An adaptation of the Dickensian classic by Peaky Blinders creator Steven Knight, Great Expectations stars Fionn Whitehead as Pip (with Tom Sweet playing a younger Pip), a young man who aspires for a greater lot in life than working under his blacksmith brother-in-law Joe (Owen McDonnell) and receives an opportunity to move up in the world when the reclusive and eccentric Miss Havisham (Olivia Colman) requests his presence as a companion for her adopted daughter Estella (Shalom Brune-Franklin, with Chloe Lea playing a younger Estella).
This adaptation of Great Expectations noticeably deviates from the source material in several ways, making structural and narrative changes to differentiate itself from the numerous other screen versions but inadvertently undercuts the drama and tension in the process.
For example, in the first episode, instead of starting with Pip being accosted by the unnamed convict, the show elects to start things slower and adds some extra opening scenes, including one of the convict’s escape, naming him and spelling out character dynamics that are only revealed much later in the original text.
Pip is also considerably older in these earlier scenes than he is in the original, and the narrative goes out of its way to try and massage this version of its protagonist into the story in ways that feel very awkward and aren’t particularly interesting to watch.
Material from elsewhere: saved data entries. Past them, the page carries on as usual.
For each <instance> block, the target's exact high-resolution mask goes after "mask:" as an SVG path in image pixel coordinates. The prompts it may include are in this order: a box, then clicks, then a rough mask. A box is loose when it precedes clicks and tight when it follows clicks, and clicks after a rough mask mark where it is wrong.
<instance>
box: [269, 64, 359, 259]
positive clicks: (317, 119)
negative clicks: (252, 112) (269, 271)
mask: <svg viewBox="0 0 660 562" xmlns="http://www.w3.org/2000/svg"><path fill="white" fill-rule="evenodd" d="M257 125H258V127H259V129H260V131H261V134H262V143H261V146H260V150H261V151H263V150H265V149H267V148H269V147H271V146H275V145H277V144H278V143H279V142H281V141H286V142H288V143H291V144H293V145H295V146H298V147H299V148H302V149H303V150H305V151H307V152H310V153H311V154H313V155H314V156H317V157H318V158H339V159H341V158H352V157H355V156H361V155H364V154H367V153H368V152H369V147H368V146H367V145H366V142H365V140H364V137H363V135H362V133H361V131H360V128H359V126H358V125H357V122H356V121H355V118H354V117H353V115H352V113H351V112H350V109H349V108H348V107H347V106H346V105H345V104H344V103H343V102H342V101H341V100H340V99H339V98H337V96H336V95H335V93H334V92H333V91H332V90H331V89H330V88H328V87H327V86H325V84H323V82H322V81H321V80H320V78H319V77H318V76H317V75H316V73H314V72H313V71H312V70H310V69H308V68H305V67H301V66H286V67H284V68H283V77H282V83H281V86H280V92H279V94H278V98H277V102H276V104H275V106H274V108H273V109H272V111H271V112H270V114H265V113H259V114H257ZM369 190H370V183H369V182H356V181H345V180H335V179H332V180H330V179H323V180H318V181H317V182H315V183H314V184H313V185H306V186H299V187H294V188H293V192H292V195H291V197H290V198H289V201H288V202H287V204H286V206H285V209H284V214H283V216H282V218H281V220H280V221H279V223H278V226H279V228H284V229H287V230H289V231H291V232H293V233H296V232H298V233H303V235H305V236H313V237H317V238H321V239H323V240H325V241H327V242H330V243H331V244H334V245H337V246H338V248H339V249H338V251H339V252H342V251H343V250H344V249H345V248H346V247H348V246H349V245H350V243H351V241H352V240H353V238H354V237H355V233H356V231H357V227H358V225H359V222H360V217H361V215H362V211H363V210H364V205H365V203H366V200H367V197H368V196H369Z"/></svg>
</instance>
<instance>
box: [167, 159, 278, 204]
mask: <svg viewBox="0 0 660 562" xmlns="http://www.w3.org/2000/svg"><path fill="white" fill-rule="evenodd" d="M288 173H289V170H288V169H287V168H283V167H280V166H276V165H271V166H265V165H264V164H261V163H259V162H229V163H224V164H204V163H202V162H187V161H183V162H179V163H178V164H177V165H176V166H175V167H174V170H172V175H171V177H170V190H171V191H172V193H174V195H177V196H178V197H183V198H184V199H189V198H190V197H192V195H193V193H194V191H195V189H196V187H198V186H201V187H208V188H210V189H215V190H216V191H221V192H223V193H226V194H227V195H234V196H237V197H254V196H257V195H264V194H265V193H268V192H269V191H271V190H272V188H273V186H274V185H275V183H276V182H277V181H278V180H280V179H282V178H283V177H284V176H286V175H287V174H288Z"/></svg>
While these kinds of tweaks aren’t necessarily a bad thing, their implementation in this rendition of the novel feels more like changes made for the sake of change than earnest attempts to explore the narrative and ends up adversely affecting the pacing.
This adaptation is dark tonally and visually, with murky lighting and a cold palette that creates an atmosphere of misery that permeates the drama. Unfortunately, this dreary aesthetic doesn’t help with the overall allure, and the presentation here fails to capture Great Expectations’ charm, washing the narrative in a sea of grey.
Overall, this version of Great Expectations isn’t all bad, but there’s not a lot here to grab the interest or imagination of its audience. In its attempts to achieve capital “P” Prestige, this adaptation seems to have neglected the universal appeal of the original story and doesn’t do much to justify its existence. There’s room for things to turn around, but from the opening episode, the show doesn’t inspire faith in its storytelling.
Great Expectations is released on BBC One and BBC iPlayer on 26th March 2023.